Zhang Sen-lin, Bai Sha-cao, Cao Gang, Dong Zhen, Chen Wei, Meng Zhao-ye
Department of Stomatology, Nanjing General Hospital of Nanjing Military Command, Nanjing 210002, China.
Zhonghua Kou Qiang Yi Xue Za Zhi. 2012 May;47(5):301-4. doi: 10.3760/cma.j.issn.1002-0098.2012.05.012.
To study the anatomy of supraclavicular artery island flap and report the clinical application of the island flap for the reconstruction of tongue defects.
The branch, origination, course, length and diameter of transverse cervical artery and supraclavicular artery were observed on 20 flaps of 10 adult cadavers perfused with lead oxide-gel, and the draining veins were also observed. The supraclavicular artery island flaps were used to reconstruct the defects following tongue cancer ablation in 4 patients, and the data concerning functional impairment, aesthetic outcome and donor site morbidity were analyzed.
The transverse cervical artery were originated from the thyrocervical trunk or subclavical artery, and separated into deep branch and superficial branch above the middle third of the clavicle. The supraclavicular artery were originated from superficial branch of the transverse cervical artery and extended to backward and outward, and run over surface of trapezius, acromial end of clavicle and deltoid fascia, and then penetrated the deep fascia and go into skin and subcutaneous tissue of supraclavicular and shoulder regions.
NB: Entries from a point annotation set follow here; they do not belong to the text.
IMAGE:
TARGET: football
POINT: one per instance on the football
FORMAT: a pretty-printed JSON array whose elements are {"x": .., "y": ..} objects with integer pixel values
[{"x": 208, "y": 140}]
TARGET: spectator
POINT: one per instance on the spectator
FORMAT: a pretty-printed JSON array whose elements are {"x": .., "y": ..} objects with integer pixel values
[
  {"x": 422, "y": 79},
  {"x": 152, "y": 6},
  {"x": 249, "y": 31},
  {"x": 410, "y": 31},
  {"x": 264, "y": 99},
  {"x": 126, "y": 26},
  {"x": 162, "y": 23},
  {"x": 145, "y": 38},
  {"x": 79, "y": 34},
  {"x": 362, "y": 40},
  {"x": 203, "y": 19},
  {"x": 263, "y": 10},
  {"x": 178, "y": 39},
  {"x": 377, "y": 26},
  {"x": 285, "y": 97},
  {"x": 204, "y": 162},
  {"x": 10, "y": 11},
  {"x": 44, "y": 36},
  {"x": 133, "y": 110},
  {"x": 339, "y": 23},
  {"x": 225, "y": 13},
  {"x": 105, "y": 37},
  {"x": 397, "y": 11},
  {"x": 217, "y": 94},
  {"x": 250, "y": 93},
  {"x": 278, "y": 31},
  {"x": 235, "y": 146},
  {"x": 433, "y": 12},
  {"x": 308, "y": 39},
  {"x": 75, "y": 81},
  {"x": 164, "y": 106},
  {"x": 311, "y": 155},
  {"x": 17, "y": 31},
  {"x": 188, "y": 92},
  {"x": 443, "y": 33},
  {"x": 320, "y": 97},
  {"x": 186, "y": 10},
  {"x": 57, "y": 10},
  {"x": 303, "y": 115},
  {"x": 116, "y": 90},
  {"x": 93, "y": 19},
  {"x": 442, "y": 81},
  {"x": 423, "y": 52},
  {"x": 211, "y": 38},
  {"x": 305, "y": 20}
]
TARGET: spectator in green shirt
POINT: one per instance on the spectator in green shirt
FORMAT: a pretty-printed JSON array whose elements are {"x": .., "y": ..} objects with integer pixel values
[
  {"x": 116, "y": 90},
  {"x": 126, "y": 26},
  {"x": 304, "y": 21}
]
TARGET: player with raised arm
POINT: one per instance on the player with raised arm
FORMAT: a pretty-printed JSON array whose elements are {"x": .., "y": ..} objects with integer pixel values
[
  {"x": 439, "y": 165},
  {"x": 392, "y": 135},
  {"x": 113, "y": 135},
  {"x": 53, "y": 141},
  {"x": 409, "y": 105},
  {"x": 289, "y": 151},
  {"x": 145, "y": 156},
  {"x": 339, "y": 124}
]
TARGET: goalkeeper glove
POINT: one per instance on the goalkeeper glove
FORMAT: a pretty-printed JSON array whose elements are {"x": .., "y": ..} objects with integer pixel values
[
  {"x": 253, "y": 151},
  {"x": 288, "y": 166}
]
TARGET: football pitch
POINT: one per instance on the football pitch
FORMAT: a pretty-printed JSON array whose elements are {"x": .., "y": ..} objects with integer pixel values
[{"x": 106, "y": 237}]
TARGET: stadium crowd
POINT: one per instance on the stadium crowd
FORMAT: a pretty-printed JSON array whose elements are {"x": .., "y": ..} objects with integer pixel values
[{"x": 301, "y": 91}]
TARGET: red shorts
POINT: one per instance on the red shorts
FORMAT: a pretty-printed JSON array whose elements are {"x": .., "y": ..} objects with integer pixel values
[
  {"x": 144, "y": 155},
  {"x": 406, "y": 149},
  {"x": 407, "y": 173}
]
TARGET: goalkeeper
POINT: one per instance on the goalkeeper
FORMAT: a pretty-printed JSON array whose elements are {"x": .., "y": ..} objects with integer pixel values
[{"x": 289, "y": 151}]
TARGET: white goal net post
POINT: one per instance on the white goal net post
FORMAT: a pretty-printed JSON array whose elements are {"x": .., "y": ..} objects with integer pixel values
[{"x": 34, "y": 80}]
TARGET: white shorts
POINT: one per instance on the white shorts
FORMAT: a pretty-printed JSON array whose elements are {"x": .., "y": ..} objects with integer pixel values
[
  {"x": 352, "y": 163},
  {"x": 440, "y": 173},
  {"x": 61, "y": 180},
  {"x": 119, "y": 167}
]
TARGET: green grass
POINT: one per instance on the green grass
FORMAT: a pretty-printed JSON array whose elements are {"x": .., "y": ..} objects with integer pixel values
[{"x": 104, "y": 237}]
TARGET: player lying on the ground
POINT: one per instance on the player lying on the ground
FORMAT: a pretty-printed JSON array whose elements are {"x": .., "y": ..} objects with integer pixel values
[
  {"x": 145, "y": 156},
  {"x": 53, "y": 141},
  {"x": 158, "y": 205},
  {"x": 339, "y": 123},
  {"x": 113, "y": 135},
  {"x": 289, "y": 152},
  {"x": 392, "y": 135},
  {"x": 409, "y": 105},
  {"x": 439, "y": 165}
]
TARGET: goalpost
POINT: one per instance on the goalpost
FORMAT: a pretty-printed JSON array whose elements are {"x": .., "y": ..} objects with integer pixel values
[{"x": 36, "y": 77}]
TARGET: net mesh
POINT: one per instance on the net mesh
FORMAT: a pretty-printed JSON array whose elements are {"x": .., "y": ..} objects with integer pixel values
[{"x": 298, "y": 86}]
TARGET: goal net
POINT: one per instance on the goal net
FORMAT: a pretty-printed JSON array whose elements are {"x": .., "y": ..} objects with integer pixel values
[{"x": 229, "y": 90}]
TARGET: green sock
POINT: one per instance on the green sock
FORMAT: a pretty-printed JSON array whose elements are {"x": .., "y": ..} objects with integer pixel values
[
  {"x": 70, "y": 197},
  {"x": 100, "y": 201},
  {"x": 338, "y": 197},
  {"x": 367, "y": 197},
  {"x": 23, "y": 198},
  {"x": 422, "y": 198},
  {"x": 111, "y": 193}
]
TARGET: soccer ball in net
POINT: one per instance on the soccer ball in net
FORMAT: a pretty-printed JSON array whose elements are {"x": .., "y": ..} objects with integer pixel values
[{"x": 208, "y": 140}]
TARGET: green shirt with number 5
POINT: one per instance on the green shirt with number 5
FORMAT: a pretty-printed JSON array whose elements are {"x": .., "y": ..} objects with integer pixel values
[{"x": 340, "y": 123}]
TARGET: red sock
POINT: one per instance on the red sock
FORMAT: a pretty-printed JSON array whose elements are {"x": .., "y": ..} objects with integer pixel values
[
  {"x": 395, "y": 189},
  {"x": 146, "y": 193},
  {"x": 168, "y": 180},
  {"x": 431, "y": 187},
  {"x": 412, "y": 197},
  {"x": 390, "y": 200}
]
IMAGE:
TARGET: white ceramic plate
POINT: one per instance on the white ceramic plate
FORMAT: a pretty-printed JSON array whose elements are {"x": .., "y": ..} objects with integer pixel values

The distance between the origins of the supraclavicular and transverse cervical arteries was on average 4.3 cm, and the distance between the origin of supraclavicular artery and the point where it penetrated the deep fascia was on average 3.6 cm. The external diameter of the transverse cervical artery was on average 2.7 mm, and the external diameter of supraclavicular artery was on average 1.1 mm. Two supraclavicular comitant veins ran adjacent to the supraclavicular artery and drained into the transverse cervical vein and external jugular vein respectively. In the clinical study, 3 flaps survived completely and part of the skin paddle of the flap in one case exhibited necrosis. The contour and function of tongues were restored well and there was no limitation of shoulder motion in all 4 cases.
The supraclavicular artery island flap with supraclavicular artery as nutrient vessel is reliable for reconstruction of oral, maxillofacial and neck defects, and it can be used as a free flap equipped with the transverse cervical artery.
研究锁骨上动脉岛状皮瓣的解剖结构,并报告该岛状皮瓣在舌缺损修复中的临床应用。
在10具灌注氧化铅凝胶的成年尸体上,观察20个皮瓣的颈横动脉和锁骨上动脉的分支、起始、走行、长度和直径,并观察引流静脉。应用锁骨上动脉岛状皮瓣修复4例舌癌切除术后缺损,分析功能障碍、美学效果和供区并发症等数据。
颈横动脉起自甲状颈干或锁骨下动脉,在锁骨中、外1/3交界处上方分为深支和浅支。锁骨上动脉起自颈横动脉浅支,向后外走行,经斜方肌、锁骨肩峰端及三角肌筋膜表面,然后穿深筋膜进入锁骨上区及肩部皮肤和皮下组织。锁骨上动脉与颈横动脉起始点之间的距离平均为4.3cm,锁骨上动脉起始点至穿深筋膜点的距离平均为3.6cm。颈横动脉外径平均为2.7mm,锁骨上动脉外径平均为1.1mm。两条锁骨上伴行静脉分别与锁骨上动脉相邻,分别汇入颈横静脉和颈外静脉。临床研究中,3个皮瓣完全成活,1例皮瓣部分皮岛坏死。4例舌外形及功能均恢复良好,肩部活动均无受限。
以锁骨上动脉为营养血管的锁骨上动脉岛状皮瓣修复口腔颌面部及颈部缺损可靠,可作为携带颈横动脉的游离皮瓣使用。